Pédi to Ágios Nikólaos beach
Ágios Nikólaos is a popular beach, with an eponymous monastery, shady tamarisk trees, sunbeds, beach umbrellas, and a taverna. Water-taxis run to and from Yialós, but the walk there from Pédi is comparatively short and takes about 20-25 minutes.
Starting from the Pédi kiosk, facing the sea and jetty, turn right along the waterfront. Pass the large Pédi Beach hotel on your right, followed on the same side by a taverna with a seafront extension. Pass a concrete street (the end of Walk 5) on your right, and enter the open area by the waterfront Kamáres taverna and cardphone, which is where the bus will drop you if you have come in from Horió or Yialós. Follow the shoreline route. This will bring you around the south side of the bay to the belled entrance gateway of the small church of Ágios Thomás. Go through the entrance, then left across a little causeway. Pass in front of a block of seafront houses and walk along the shore.

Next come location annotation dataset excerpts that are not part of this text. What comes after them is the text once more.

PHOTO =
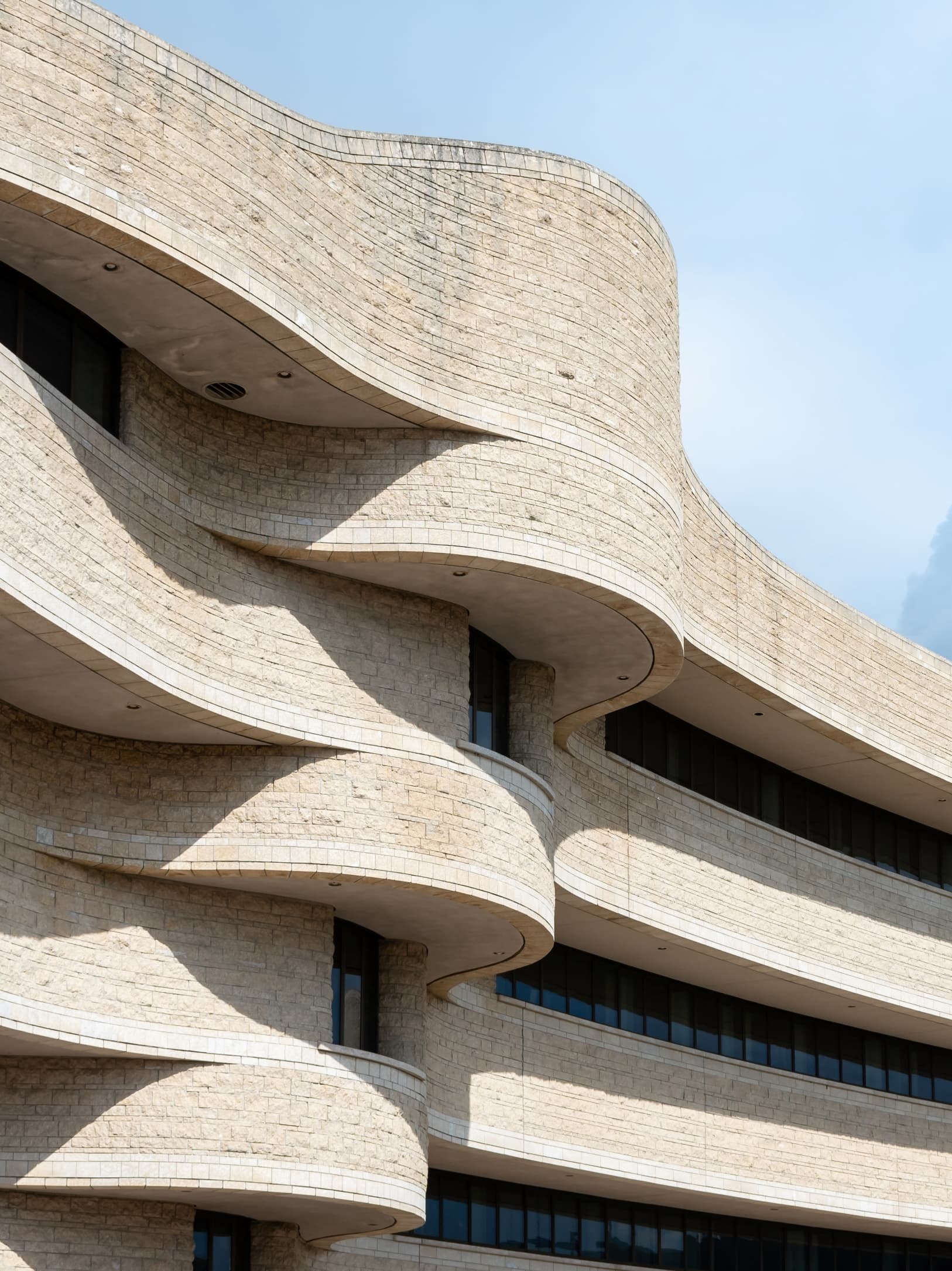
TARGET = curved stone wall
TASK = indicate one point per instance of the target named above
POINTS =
(337, 1147)
(458, 857)
(748, 904)
(674, 1125)
(283, 596)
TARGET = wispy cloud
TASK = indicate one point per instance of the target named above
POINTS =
(927, 611)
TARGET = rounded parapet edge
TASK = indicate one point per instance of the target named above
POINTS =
(179, 207)
(746, 908)
(337, 1148)
(656, 638)
(454, 855)
(653, 1122)
(762, 627)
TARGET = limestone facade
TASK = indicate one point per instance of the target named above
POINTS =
(234, 707)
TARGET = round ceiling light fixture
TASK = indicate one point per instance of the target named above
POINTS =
(225, 391)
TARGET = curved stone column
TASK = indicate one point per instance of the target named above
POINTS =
(402, 1022)
(530, 717)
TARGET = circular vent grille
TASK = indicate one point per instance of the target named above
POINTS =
(224, 391)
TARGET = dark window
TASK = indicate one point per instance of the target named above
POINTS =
(701, 761)
(64, 346)
(623, 997)
(355, 985)
(221, 1242)
(488, 693)
(545, 1221)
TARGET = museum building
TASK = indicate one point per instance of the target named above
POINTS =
(434, 833)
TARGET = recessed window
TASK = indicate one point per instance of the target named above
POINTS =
(69, 350)
(221, 1242)
(623, 997)
(470, 1210)
(488, 693)
(355, 985)
(716, 769)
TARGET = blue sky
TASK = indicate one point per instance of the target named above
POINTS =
(797, 154)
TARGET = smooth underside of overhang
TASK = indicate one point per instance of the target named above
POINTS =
(186, 337)
(462, 933)
(43, 681)
(597, 652)
(563, 1172)
(804, 992)
(708, 702)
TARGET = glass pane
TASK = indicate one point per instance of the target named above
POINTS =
(821, 1252)
(629, 999)
(697, 1243)
(564, 1210)
(605, 987)
(795, 806)
(511, 1218)
(672, 1239)
(781, 1040)
(748, 784)
(828, 1045)
(906, 850)
(529, 984)
(702, 764)
(852, 1057)
(646, 1237)
(755, 1035)
(538, 1222)
(817, 814)
(619, 1235)
(847, 1252)
(456, 1208)
(894, 1256)
(772, 1247)
(220, 1252)
(731, 1029)
(917, 1256)
(874, 1054)
(869, 1253)
(9, 289)
(47, 342)
(656, 1007)
(554, 979)
(898, 1065)
(682, 1023)
(885, 840)
(725, 774)
(482, 1213)
(748, 1247)
(655, 743)
(796, 1258)
(770, 797)
(580, 985)
(432, 1224)
(706, 1022)
(920, 1072)
(930, 857)
(722, 1242)
(92, 375)
(593, 1214)
(942, 1075)
(805, 1046)
(862, 832)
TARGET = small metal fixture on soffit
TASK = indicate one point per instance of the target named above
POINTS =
(224, 391)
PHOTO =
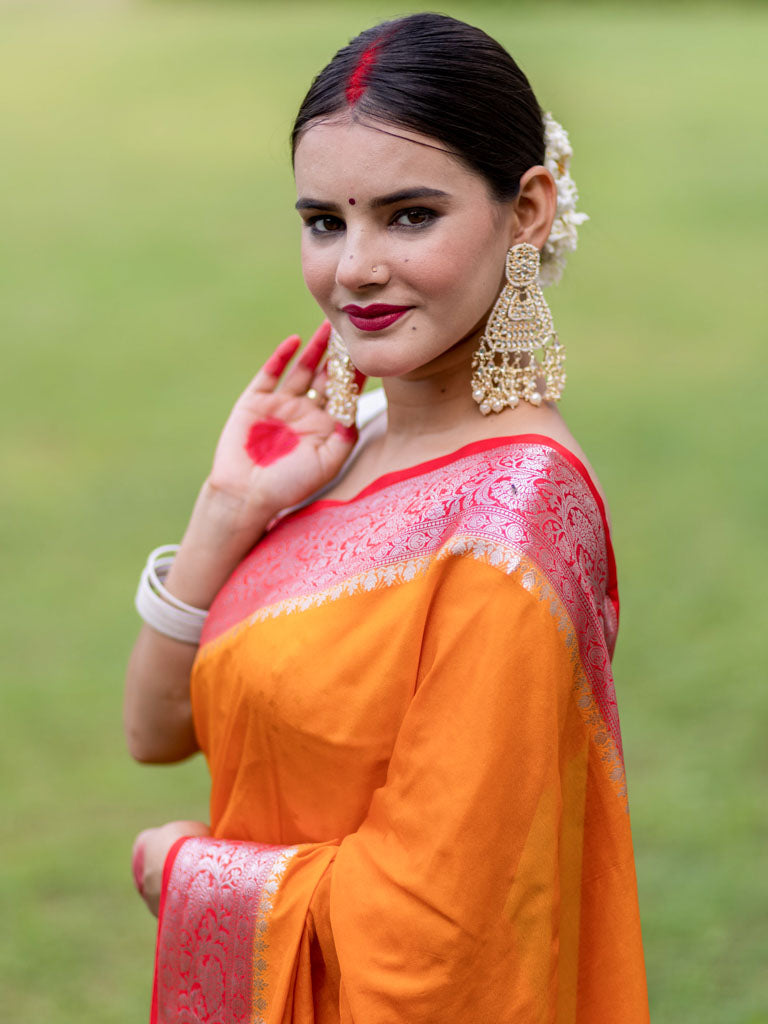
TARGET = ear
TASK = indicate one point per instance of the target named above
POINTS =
(536, 206)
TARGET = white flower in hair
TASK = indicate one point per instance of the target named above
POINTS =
(564, 235)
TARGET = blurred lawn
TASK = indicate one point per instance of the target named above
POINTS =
(148, 261)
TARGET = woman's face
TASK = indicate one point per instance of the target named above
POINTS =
(391, 219)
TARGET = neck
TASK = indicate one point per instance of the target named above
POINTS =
(434, 400)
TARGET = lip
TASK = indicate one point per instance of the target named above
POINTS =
(376, 316)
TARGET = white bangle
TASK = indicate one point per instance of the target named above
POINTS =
(159, 607)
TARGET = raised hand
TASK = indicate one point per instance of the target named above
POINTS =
(280, 444)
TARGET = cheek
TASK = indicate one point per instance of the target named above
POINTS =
(459, 274)
(318, 270)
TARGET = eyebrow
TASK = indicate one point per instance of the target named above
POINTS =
(380, 201)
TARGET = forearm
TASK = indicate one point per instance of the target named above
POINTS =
(157, 711)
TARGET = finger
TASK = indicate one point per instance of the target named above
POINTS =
(298, 379)
(338, 445)
(270, 373)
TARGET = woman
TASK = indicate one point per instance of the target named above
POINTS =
(402, 687)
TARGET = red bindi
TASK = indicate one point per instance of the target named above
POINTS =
(268, 440)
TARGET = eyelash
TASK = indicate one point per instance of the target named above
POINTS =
(430, 216)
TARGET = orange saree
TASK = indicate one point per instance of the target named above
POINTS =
(418, 801)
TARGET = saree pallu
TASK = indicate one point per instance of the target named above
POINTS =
(418, 802)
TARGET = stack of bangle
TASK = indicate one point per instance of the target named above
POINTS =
(159, 607)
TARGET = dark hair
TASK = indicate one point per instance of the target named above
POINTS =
(440, 78)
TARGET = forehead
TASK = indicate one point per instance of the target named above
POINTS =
(366, 160)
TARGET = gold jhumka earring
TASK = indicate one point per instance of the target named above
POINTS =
(519, 348)
(341, 390)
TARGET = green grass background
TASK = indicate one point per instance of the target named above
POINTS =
(147, 263)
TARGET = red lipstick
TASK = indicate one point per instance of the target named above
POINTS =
(376, 316)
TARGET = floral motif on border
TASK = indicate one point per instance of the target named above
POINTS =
(522, 496)
(213, 945)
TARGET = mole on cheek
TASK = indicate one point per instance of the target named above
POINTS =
(268, 440)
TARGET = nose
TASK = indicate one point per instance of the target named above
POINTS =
(361, 262)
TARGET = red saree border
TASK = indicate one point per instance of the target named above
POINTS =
(213, 944)
(167, 868)
(422, 468)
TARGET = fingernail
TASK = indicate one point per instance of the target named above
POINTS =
(347, 433)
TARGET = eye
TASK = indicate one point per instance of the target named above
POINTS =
(325, 223)
(415, 216)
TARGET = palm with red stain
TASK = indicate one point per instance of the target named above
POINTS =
(279, 445)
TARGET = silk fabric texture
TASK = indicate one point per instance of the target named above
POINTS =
(418, 804)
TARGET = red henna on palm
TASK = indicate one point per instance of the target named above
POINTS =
(268, 440)
(282, 355)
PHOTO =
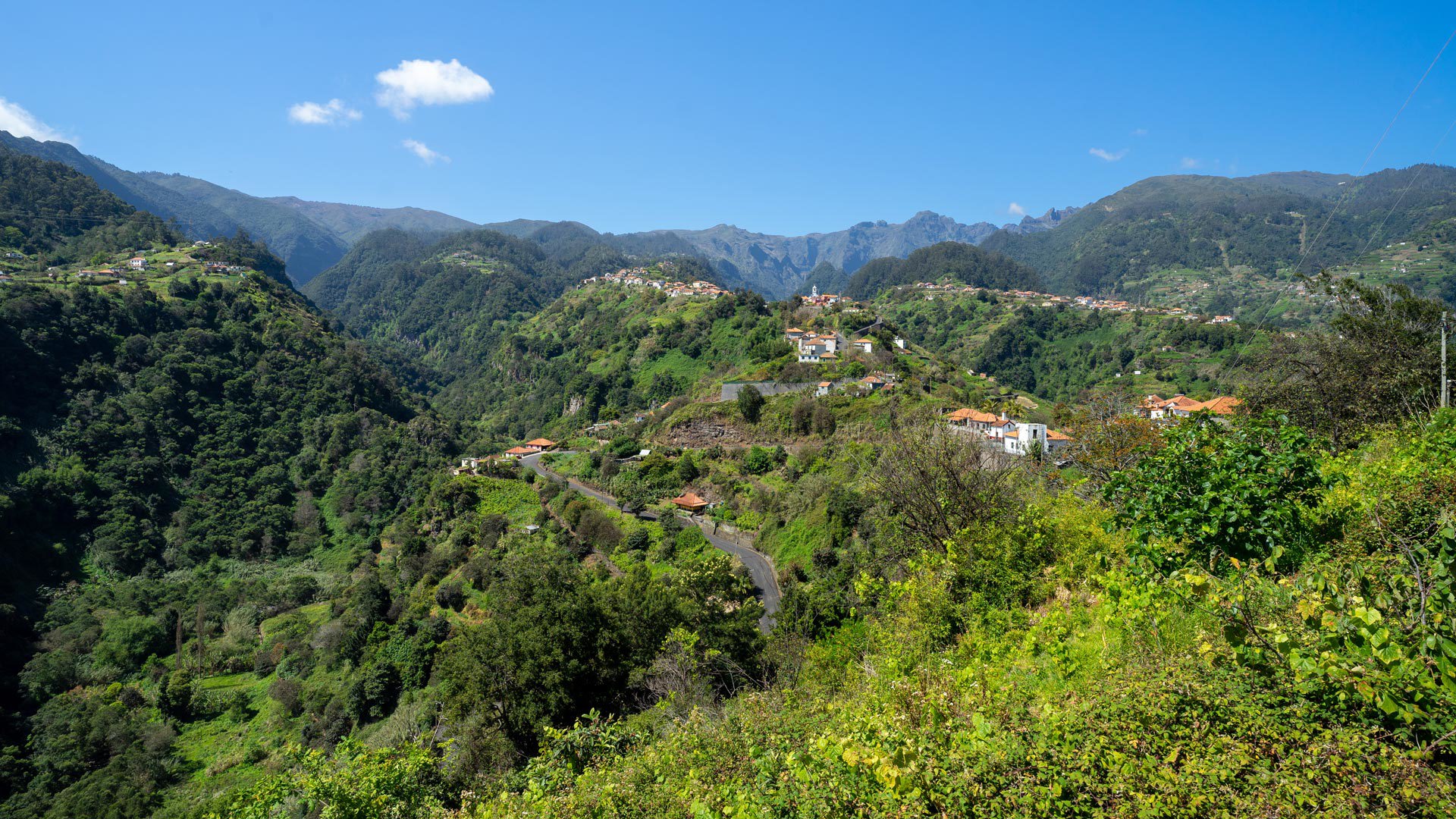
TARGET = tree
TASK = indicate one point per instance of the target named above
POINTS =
(1378, 363)
(1218, 490)
(750, 403)
(1109, 435)
(937, 483)
(354, 783)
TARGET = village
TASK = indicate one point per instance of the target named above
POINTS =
(644, 278)
(133, 270)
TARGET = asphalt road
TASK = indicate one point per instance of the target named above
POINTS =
(761, 569)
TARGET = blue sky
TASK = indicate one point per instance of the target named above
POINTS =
(783, 117)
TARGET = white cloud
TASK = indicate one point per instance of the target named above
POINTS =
(424, 152)
(428, 82)
(331, 112)
(20, 123)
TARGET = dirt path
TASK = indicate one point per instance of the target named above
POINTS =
(761, 569)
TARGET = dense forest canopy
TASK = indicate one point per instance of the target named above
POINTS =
(1267, 223)
(946, 260)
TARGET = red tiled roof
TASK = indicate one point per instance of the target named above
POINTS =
(689, 500)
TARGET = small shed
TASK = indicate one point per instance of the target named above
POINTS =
(691, 502)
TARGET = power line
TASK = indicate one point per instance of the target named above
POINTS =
(1369, 156)
(1408, 186)
(1238, 352)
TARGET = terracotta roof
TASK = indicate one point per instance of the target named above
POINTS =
(973, 416)
(1222, 406)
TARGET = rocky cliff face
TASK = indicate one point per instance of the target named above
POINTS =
(778, 265)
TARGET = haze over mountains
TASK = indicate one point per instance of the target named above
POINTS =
(1125, 242)
(312, 237)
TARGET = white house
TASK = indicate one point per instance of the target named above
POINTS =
(1025, 438)
(999, 428)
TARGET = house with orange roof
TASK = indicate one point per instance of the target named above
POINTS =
(968, 419)
(1178, 406)
(689, 502)
(1222, 406)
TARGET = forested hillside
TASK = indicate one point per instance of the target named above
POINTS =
(438, 306)
(1059, 353)
(954, 260)
(1267, 224)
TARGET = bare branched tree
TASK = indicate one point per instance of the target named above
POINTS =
(938, 482)
(1376, 363)
(1110, 435)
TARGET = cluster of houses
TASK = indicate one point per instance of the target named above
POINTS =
(1181, 407)
(642, 278)
(472, 465)
(1050, 299)
(820, 347)
(817, 299)
(1008, 435)
(817, 347)
(868, 385)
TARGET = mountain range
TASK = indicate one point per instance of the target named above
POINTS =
(1298, 222)
(1120, 243)
(312, 237)
(309, 237)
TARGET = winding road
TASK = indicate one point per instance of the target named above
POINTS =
(761, 569)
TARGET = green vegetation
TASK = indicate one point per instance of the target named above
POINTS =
(251, 582)
(962, 262)
(1266, 224)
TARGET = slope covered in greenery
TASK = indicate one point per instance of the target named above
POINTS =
(165, 460)
(306, 246)
(1059, 353)
(441, 306)
(946, 260)
(1266, 223)
(610, 352)
(44, 203)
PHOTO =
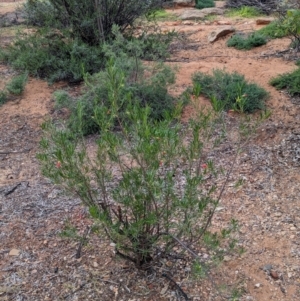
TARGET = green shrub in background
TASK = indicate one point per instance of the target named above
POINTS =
(146, 85)
(148, 190)
(273, 30)
(291, 23)
(3, 97)
(241, 42)
(89, 21)
(230, 91)
(14, 88)
(56, 56)
(289, 81)
(17, 84)
(51, 55)
(244, 12)
(204, 4)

Go through a metal gate and follow a stony sea-level path past a bright terracotta-coloured building. After a few minutes, the initially concreted path starts to climb the hill slope. Later the route is rocky, but well marked with red paint blobs. Look back for a good view of Horió at the top of the Pédi valley. Ahead, the opening of Pédi Bay comes into view with the Turkısh mountains beyond. Agios Nikólaos bay itself then comes into view– gritty sand, tamarisk trees, sunbeds and umbrellas. A rocky descent leads you fairly quickly down to beach level, near the small jetty. The taverna here has food and refreshments.